Август Матвеич посмотрел на него не то с сожалением, не то с презрением. Обозначательные стрелки на его циферблате передвинулись; он встал, отошел к играющим, декламируя себе под нос из Красинского:
Мне вдруг сделалось так не по себе, точно я беседовал с самим паном Твардовским * , и я захотел себя приободрить. Я еще далее отошел от карточного стола к закусочному и позамешкался с приятелем, изъяснявшим по-своему слово «мистик», а когда меня через некий час волною снова подвинуло туда, где играли в карты, то я застал уже талию в руках Августа Матвеича.
У него были огромные записи выигрышей и проигрышей, и на всех лицах по отношению к нему читалось какое-то нерасположение, выражавшееся даже отчасти и задорными замечаниями, которые ежеминутно угрожали еще более обостриться и, может быть, сделаться причиною серьезных неприятностей.
Без неприятностей как-то дело не представлялось ни на минуту — словно на то было будто какое-то, как мужички говорят, «приделение».
Глава шестая
Когда я подошел к игравшим, кто-то из наших заметил, например, Августу Матвеичу, что браслет, прыгавший вверх и вниз по его руке, мешает ему свободно метать талию. И тут же добавил:
— Вы бы, может быть, лучше сняли с себя это женственное украшение.
Но Август Матвеич и на этот раз выдержал спокойствие и отвечал:
— Да снять бы лучше, это так, но я не могу воспользоваться вашим добрым советом: эта вещь наглухо заклепана на моей руке.
— Вот фантазия — изображать из себя невольника!
— А почему бы и нет? — иногда очень хорошо чувствовать себя невольником.
— Ага! и поляки это, наконец, признали!
— Как же — что до меня, то я с самых первых дней, когда мне стали доступны понятия о добре, истине и красоте, признал, что они достойны господствовать над чувствами и волей человека.
— Но в ком бывают совмещены все эти идеалы?
— Конечно, в лучшем творении бога — в женщине.
— Которую зовут Ольгою, — пошутил кто-то, прочитав имя на браслете.
— Да — вы угадали: имя моей жены Ольга. Не правда ли, какое это прекрасное русское имя и как отрадно думать, что русские хоть его не заняли у греков, а нашли в своем родном обиходе.
— Вы женаты на русской?
— Я вдов. Счастье, какого я был удостоен, было так полно и велико, что не могло быть продолжительно, но я о сю пору счастлив воспоминанием о русской женщине, которая находила себя со мною счастливою.
Офицеры переглянулись.
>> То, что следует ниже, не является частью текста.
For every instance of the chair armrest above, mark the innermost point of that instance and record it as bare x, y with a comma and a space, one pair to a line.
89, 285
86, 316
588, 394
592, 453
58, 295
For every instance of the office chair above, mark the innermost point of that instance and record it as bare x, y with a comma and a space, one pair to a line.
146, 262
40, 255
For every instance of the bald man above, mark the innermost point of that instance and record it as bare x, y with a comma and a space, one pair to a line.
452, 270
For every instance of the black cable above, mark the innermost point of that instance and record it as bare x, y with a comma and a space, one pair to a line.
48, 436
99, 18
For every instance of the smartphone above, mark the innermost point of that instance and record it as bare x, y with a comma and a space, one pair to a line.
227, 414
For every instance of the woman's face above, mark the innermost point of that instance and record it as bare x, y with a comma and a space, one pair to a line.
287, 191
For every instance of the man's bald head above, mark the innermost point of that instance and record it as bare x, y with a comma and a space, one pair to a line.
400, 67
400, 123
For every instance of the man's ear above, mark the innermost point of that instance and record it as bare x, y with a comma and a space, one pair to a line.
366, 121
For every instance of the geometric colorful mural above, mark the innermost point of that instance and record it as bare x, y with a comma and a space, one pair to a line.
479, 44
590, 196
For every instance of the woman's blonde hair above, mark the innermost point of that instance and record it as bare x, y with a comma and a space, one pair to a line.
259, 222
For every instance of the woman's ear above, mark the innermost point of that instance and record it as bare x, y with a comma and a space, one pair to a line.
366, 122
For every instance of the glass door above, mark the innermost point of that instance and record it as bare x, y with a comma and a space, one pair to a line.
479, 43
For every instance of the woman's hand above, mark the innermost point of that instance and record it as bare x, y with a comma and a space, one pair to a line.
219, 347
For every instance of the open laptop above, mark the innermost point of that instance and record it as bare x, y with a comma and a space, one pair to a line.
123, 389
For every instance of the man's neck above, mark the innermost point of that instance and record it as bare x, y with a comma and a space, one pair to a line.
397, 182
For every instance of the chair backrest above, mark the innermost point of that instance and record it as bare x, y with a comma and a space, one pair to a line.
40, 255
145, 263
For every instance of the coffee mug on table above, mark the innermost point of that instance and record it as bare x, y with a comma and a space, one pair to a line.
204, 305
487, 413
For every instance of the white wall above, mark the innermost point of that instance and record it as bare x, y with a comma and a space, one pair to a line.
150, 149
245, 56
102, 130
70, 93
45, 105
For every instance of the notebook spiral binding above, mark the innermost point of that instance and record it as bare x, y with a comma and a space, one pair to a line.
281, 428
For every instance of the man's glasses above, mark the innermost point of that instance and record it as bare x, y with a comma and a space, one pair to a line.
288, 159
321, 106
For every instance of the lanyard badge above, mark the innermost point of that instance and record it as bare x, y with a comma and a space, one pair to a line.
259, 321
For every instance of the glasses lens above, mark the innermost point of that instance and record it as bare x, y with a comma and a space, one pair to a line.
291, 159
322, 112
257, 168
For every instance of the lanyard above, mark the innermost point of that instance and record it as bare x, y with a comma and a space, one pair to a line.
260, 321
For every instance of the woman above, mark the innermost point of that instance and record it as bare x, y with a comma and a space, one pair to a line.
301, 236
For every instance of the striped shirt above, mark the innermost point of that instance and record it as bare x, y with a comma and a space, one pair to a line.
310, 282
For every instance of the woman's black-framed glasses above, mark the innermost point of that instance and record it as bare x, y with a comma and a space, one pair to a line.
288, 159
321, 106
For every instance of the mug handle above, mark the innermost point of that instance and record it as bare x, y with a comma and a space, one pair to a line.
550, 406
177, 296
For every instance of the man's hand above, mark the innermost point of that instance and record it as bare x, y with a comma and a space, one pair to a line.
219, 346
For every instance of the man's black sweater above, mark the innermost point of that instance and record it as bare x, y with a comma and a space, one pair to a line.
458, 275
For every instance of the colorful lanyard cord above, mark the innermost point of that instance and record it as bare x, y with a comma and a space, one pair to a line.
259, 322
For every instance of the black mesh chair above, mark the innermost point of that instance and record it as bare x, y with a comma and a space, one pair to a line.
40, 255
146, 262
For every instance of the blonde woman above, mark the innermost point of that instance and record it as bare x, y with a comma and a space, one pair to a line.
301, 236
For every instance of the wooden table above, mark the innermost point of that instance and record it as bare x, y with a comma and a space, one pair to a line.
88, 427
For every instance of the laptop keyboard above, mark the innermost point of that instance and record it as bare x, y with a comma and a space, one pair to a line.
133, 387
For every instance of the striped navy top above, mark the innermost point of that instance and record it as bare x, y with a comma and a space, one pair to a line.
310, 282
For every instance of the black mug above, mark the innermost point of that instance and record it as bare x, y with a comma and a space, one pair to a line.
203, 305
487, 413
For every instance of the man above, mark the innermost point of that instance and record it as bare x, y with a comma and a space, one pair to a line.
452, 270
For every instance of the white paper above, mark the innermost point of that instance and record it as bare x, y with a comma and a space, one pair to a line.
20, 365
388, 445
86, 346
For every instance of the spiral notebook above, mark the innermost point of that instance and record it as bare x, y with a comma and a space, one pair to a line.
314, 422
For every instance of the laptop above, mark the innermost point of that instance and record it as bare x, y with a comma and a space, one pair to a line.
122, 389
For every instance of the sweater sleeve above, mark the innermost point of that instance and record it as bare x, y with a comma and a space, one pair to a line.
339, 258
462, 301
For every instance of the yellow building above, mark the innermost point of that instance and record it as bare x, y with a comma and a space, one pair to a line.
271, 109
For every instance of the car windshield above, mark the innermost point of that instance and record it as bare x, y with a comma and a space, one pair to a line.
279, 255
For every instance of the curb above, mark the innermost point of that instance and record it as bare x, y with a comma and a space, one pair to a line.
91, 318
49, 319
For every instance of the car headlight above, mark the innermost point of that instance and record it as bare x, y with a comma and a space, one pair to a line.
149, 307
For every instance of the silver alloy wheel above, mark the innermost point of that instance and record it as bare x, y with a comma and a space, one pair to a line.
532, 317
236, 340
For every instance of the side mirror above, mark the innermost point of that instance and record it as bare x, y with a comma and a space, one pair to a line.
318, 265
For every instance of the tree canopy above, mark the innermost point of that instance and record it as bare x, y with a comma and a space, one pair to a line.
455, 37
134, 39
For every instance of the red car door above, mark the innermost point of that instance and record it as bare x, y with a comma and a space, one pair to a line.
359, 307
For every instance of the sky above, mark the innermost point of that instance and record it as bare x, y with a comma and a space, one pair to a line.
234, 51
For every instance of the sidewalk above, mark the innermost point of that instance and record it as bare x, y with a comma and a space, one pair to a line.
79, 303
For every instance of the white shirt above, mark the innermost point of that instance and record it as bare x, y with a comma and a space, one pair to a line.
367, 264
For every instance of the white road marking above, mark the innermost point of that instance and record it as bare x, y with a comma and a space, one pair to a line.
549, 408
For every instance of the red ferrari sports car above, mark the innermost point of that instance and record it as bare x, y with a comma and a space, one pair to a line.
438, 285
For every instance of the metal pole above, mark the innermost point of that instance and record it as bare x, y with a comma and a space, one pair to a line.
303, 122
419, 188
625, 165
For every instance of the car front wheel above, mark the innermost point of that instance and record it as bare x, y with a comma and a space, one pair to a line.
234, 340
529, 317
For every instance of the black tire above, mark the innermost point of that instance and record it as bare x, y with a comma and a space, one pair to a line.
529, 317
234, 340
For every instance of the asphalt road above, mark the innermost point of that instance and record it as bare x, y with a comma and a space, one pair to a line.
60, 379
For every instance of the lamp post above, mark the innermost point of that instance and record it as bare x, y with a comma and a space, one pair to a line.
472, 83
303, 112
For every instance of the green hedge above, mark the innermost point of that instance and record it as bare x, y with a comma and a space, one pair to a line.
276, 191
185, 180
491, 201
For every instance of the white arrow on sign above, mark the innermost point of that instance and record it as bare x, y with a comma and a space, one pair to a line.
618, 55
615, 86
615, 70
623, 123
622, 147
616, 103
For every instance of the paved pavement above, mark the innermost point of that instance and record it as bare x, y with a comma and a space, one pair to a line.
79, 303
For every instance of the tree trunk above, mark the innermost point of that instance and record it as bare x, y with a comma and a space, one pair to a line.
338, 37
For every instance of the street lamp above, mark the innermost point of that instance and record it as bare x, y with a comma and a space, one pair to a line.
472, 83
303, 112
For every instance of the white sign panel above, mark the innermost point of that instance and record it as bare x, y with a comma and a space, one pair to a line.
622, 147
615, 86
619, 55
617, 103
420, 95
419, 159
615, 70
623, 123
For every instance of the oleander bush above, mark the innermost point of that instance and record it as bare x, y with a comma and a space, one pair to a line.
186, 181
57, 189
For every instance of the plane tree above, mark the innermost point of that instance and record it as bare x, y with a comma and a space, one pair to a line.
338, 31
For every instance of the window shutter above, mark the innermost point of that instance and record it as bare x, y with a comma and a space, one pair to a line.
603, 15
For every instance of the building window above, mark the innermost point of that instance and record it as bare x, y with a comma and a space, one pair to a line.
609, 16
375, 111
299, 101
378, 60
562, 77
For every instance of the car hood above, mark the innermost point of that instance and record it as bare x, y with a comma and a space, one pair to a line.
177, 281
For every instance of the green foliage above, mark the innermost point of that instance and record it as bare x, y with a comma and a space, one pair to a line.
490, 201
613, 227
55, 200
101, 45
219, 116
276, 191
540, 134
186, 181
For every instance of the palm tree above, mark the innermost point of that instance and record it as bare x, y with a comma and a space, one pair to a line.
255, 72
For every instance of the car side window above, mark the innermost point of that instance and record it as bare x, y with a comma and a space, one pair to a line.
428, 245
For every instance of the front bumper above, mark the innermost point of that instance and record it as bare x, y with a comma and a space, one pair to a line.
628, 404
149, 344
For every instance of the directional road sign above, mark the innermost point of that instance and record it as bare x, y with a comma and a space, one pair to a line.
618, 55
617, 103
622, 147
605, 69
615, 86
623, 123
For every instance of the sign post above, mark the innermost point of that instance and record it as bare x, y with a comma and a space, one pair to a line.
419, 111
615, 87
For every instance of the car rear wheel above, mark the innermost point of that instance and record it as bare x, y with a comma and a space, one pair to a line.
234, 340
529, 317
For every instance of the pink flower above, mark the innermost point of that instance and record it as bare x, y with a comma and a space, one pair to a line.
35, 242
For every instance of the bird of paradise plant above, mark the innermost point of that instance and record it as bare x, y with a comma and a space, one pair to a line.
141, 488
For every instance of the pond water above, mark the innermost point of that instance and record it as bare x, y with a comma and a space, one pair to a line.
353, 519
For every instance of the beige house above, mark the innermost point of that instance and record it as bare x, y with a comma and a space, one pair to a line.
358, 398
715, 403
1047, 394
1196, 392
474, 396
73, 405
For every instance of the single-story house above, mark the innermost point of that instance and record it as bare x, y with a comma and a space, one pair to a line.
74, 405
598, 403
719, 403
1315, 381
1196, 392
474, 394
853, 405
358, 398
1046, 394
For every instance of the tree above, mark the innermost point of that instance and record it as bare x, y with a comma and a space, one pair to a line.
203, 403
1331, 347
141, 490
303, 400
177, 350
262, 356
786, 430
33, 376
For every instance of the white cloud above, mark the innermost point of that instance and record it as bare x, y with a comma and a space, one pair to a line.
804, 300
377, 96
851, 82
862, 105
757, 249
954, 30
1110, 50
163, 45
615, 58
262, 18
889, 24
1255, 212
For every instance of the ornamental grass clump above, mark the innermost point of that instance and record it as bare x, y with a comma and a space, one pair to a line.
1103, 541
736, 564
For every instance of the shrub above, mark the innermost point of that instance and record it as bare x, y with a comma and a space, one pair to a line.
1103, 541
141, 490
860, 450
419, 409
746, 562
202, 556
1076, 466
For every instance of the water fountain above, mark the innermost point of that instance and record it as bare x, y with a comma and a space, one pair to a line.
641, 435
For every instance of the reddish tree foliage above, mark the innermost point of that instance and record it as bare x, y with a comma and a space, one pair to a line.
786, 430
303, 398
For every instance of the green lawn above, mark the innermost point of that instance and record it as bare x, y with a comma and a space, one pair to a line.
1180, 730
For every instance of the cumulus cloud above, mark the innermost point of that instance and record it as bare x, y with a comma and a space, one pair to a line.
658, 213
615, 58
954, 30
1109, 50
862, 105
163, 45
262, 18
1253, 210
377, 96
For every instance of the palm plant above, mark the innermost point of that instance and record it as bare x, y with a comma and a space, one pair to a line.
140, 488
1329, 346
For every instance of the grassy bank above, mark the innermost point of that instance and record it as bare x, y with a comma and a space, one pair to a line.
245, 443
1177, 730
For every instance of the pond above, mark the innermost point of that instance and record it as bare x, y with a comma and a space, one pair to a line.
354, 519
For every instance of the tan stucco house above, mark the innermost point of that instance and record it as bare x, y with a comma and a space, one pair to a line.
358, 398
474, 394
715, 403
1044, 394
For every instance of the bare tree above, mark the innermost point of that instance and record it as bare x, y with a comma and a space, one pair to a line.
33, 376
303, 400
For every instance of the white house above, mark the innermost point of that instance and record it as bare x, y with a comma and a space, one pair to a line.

Ответ показался им немножко колким и куда-то направленным.
— Черт его возьми! — проговорил кто-то, — не хочет ли этот заезжий сказать, что господа поляки особенно милы и вежливы и что наши женщины без ума от их любезности.
Тот непременно должен был это слышать, даже посмотрел молча в сторону говорившего и улыбнулся, но тотчас же снова начал метать очень спокойно и чисто. За ним, разумеется, во все глаза смотрели понтеры, но никто из них не замечал ничего нехорошего. Вдобавок, никакое подозрение в нечестности игры не могло иметь и места, потому что Август Матвеич был в очень значительном проигрыше. Часам к четырем он заплатил уже более двух тысяч рублей и, окончив расчет, сказал:
— Если вам, господа, угодно продолжать игру, то я еще закладываю тысячу.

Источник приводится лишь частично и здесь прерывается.